Cons: If you’re limited for wall space and you can’t run your curtain tracks past your window frame, then your curtains will hang partially over the window and block some of the light, which could be a problem in a dark, compact room. They can also be clunky in a small space.
Best suited for: Curtains provide warmth and cosiness, for this reason they’re best suited for living rooms and bedrooms.
Cotton: Versatile and light but will probably need to be lined.
Velvet: Will block out light and reduce noise while adding richness and glamour.
Linen: A natural fibre that can degrade quickly. For this reason, consider a linen blend to achieve the same look with a longer life.
Polyester: The most common curtain fabric choice because it is durable, affordable and easy-care. But it absorbs odours, so avoid using in the kitchen area.
Acrylic: Lightweight and drapes beautifully. This fabric provides insulation and is hypoallergenic as well as being resistant to mould and mildew.
Voile: A crisp, open weave that is best utilised for sheer curtains. It gathers and drapes really well.
Pencil pleat: Folds in the fabric that are gathered at the top – resembling a line of pencils.
New York pleat: Single pleats at even intervals that create a modern look with little to no gathering when drawn.
Dutch pleat: Double pinch pleats at even intervals creates a modern look with a bit more volume.
French pleat: Triple pinch pleats at even intervals offer a full, luxurious look.
Inverted pleat or box pleat: A single pleat at even intervals along the back of a curtain creates a formal, boxy look. Josie says, “The inverted pleat does not use as much fabric as other pleat styles. It folds back off your windows beautifully and doesn’t take up as much room, which is great when you don’t have a lot of space available to clear your curtains right off your windows.”
Tab curtains: A series of fabric loops that thread onto the curtain rod to create a soft, casual look. This style works particularly well with sheer curtains.
Eyelet: Inset metal rings that are threaded onto the curtain rod to create a clean and minimal look.
Things to keep in mind:
- Dark or light? Light curtains will help a space to feel bigger and are arguably a more timeless look. They’re best suited for rooms that get a lot of direct sunlight because they’re less likely to show colour fade. Dark curtains on the other hand are simple to maintain and clean because marks don’t show up as much and they’re better for blocking out light.
- Curtain lining: A well-lined curtain – no matter the colour of the curtain fabric – will block light from filtering through. Lined curtains hang better and will be easier to manoeuvre. If you’re looking for a complete light block lining, look at polycotton, a good economical option. For heat control, consider a thermal lining.

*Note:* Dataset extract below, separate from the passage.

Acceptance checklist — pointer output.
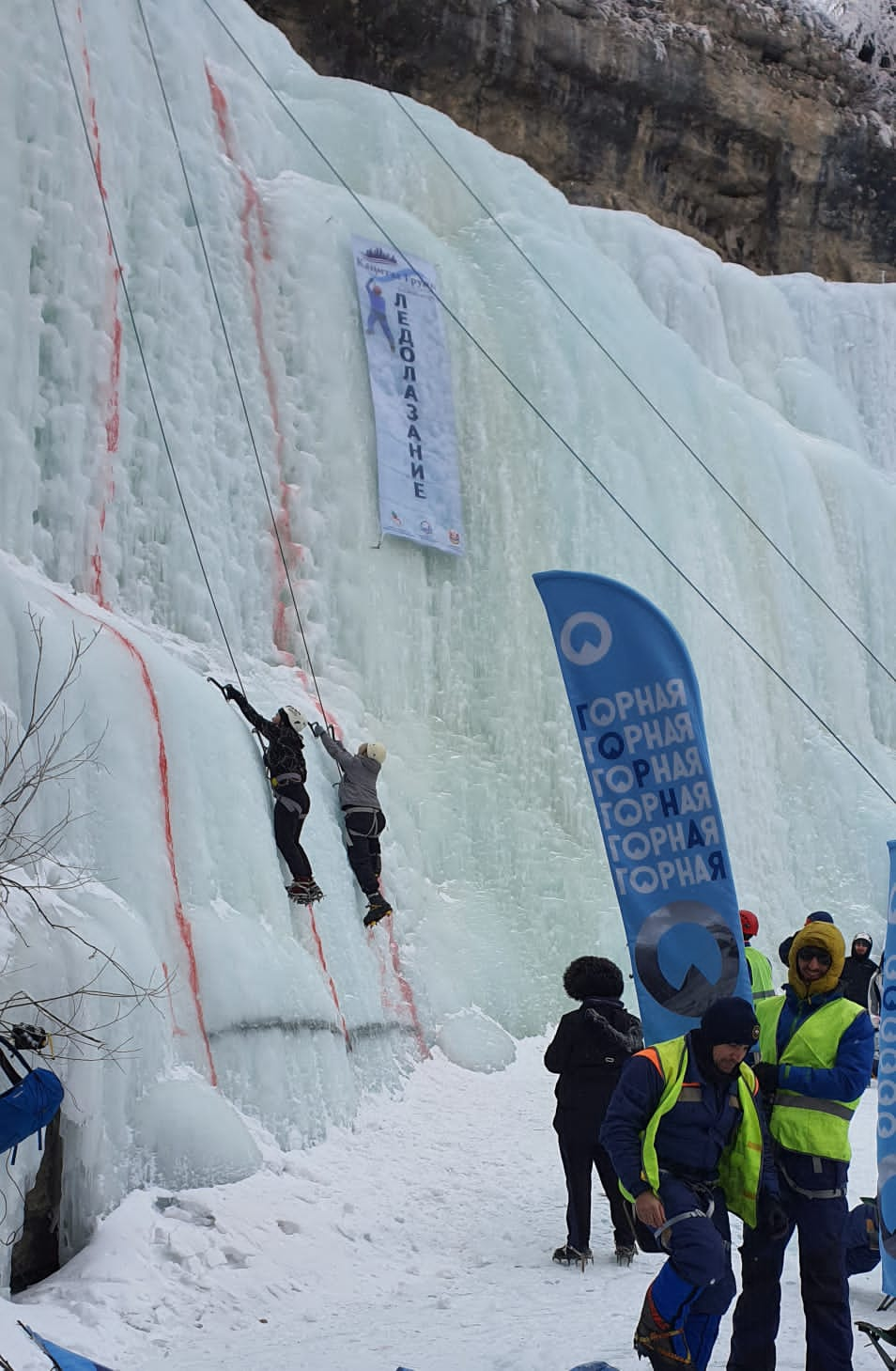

- Custom-made or ready-made? Custom-made is the more expensive and time-consuming option, but it delivers exactly what you want. Ready-made curtains are more cost-effective, but you might need to compromise on look and fit.
- Length: Interior designer Angie McPherson from Frobisher Interiors recommends full length curtains over short curtains for more effective insulation. “Hang curtains a little bit higher than the window frame to emphasise room height,” she suggests.